Kane started her recording career in typical do-it-yourself fashion, inspired by punk-scene friends such as Los Lobos, Social Distortion, and the Blasters (Dave Alvin produced Diva la Grande). She graduated to the well-regarded Austin blues label Antone’s, and then to Sire for a short stint circa Swango. “But they really cared about the swing revival more than they cared about the Candye Kane message,” the singer says. “I think the music industry is just as seedy and heinous as the porn industry. The main difference to me is that in the porn industry they’re very upfront about the fact that if you gain weight or you don’t do exactly what they want, they’ll get somebody else who will. In the music industry, they won’t tell you why they’re getting rid of you, and then a year later, somebody else will be doing exactly what you were doing, only they’re younger and thinner.”

Now Kane is back in the indie ranks, recording for Bullseye Blues & Jazz. The Toughest Girl Alive finds her channeling her inner Etta James on her gutsiest, ballsiest effort yet; the emaciated young waifs who populate MTV would kill to have an instrument half as potent as hers. Kane is resigned to the fact that some people will always view her as a novelty, but she knows exactly where she fits in the blues pantheon.
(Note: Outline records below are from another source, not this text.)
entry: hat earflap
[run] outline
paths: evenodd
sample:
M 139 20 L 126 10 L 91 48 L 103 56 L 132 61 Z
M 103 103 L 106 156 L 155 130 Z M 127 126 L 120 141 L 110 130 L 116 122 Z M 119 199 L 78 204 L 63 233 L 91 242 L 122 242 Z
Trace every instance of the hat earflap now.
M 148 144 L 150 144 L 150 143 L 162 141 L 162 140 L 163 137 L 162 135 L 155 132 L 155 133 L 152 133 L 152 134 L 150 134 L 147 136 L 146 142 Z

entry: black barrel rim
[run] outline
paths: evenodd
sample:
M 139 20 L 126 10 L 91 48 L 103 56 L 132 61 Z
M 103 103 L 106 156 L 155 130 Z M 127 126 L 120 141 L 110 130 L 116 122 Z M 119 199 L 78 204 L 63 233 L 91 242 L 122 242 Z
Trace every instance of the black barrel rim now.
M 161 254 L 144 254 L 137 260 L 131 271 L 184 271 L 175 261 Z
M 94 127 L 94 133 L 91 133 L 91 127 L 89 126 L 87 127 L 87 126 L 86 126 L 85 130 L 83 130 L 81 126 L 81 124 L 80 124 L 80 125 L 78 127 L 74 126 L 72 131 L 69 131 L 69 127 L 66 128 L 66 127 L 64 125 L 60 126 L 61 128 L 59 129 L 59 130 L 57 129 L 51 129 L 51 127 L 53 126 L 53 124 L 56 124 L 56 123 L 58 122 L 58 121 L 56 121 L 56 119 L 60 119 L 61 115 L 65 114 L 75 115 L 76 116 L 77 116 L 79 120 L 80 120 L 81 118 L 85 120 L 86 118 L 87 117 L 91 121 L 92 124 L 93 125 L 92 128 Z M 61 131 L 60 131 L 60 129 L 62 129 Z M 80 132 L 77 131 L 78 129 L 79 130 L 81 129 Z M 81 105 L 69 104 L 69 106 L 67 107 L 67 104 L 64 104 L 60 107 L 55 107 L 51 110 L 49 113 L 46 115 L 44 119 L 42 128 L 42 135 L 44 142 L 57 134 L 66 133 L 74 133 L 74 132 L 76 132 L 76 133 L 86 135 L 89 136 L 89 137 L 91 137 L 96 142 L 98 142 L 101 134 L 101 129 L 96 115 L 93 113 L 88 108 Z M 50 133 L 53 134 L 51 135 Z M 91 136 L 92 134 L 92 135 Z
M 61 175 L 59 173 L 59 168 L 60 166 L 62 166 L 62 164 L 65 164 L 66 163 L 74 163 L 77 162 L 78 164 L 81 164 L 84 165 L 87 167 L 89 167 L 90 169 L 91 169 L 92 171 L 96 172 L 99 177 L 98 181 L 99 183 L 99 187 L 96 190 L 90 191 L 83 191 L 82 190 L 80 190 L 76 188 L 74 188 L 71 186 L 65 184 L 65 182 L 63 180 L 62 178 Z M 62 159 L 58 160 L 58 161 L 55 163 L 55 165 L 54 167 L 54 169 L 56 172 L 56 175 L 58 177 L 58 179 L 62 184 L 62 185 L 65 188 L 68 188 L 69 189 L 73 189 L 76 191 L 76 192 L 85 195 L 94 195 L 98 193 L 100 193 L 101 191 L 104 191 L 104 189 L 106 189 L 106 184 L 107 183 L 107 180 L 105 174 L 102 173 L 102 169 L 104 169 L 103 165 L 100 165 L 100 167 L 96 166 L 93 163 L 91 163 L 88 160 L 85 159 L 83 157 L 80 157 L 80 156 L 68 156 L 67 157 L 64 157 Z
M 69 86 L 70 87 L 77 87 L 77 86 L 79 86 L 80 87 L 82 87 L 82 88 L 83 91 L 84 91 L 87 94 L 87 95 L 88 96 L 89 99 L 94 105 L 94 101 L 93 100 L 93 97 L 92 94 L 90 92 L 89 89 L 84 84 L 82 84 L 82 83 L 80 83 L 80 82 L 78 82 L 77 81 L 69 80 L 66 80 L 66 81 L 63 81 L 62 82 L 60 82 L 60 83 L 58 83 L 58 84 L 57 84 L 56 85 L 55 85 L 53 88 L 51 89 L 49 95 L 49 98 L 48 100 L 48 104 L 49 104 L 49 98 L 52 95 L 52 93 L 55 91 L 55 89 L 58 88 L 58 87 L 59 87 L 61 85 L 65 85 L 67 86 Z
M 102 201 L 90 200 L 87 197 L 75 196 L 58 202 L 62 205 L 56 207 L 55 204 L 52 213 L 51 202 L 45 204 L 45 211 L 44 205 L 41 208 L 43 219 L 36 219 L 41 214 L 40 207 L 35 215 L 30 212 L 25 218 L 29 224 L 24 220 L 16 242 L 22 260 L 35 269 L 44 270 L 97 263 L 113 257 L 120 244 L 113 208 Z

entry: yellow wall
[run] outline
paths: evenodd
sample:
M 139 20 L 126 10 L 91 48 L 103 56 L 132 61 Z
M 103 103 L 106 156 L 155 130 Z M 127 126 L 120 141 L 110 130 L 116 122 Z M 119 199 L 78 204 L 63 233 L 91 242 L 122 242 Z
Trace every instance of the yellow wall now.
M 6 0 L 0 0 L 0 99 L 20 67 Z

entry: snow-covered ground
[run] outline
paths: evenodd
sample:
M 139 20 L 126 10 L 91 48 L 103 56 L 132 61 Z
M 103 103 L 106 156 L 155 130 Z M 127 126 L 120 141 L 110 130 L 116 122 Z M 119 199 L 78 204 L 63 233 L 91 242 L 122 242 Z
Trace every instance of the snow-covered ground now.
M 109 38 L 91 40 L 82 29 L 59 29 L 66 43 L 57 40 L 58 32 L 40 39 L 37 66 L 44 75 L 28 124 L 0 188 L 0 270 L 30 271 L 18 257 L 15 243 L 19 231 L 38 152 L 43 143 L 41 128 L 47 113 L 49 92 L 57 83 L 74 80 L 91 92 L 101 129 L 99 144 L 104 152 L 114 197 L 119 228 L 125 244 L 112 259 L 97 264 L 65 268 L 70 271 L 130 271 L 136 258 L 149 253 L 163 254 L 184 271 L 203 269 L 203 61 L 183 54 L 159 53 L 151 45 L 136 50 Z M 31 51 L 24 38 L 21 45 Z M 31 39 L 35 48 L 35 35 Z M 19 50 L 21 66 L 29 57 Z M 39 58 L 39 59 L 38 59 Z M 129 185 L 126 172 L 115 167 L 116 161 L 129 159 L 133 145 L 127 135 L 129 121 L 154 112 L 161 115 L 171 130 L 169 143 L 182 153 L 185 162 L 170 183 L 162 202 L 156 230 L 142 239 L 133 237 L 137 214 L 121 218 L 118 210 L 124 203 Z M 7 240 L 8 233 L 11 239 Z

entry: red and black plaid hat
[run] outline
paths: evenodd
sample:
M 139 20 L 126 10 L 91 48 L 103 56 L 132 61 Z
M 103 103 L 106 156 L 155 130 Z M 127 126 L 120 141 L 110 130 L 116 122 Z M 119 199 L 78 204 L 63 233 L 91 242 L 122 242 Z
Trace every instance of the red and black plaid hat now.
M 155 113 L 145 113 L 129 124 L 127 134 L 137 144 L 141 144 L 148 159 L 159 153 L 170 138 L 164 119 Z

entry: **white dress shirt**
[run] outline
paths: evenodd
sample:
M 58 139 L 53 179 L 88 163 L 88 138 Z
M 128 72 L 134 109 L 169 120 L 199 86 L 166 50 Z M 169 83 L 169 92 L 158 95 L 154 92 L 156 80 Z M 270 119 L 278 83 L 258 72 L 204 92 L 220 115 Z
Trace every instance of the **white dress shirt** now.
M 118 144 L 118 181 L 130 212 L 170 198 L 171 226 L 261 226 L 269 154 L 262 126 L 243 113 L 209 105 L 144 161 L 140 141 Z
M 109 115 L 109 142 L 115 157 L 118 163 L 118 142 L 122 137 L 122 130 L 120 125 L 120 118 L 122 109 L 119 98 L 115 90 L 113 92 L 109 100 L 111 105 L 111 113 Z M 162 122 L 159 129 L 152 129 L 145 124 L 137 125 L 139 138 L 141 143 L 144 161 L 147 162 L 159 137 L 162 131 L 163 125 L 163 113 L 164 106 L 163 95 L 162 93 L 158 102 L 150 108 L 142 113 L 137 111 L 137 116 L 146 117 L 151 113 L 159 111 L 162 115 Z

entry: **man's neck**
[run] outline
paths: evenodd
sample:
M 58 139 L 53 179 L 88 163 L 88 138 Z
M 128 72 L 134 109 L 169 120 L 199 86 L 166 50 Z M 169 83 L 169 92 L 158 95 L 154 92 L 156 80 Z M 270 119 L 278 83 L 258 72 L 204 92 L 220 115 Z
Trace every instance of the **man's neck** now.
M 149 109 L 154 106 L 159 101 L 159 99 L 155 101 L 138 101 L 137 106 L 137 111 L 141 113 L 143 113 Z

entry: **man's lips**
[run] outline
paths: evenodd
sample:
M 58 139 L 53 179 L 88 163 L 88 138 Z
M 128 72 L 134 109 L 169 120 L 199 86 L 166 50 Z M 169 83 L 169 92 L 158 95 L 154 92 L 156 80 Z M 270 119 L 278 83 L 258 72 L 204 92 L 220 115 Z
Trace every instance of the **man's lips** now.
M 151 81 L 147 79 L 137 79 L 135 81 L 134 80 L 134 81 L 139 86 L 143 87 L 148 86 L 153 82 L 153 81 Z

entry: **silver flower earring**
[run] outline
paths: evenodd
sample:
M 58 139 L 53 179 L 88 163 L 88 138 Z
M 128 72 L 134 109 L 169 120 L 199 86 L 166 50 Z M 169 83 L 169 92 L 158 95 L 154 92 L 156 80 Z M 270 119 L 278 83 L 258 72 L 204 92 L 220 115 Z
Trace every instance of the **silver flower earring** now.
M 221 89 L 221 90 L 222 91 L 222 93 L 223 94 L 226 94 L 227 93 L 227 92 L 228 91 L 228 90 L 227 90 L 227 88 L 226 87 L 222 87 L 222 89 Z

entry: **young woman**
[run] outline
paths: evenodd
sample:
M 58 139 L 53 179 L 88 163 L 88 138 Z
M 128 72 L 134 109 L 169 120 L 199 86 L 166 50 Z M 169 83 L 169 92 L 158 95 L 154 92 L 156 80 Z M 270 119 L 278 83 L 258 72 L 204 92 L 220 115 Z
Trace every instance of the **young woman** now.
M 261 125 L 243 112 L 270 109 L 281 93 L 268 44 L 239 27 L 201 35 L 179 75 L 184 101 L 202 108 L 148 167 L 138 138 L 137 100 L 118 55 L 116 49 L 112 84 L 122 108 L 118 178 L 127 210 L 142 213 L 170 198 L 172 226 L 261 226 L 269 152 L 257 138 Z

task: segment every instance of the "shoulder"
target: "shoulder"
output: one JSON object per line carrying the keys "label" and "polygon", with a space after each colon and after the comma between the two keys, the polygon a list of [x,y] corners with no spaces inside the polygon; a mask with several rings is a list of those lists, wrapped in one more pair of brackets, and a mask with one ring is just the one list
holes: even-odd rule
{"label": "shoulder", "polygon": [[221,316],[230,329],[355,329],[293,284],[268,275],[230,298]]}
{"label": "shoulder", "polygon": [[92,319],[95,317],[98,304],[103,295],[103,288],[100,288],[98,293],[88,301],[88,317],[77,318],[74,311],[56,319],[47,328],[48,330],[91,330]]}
“I don’t know that I’ll ever live down ‘the legacy,’” she says. “That’s part of why I stopped playing piano with my boobs—it started out just as a funny little lark, and then it became bigger than the music. I’d like to be recognized in the same way as the women I admire: Bessy Smith, Billie Holiday, Dinah Washington, Lucille Bogan, Julia Lee. Bogan wrote ‘Shave ’em Dry,’ and Lee did ‘Snatch and Grab It.’ They were nasty, and I’ve never understood how the blues purists don’t see how I fit into that. Maybe I’m a bit more contemporary in my delivery and more blatant about my bisexuality, but I’m living in 2001, and people can talk about sexual issues now that they didn’t talk about in the ’40s. I’m just a different version of a proud and raunchy tradition.”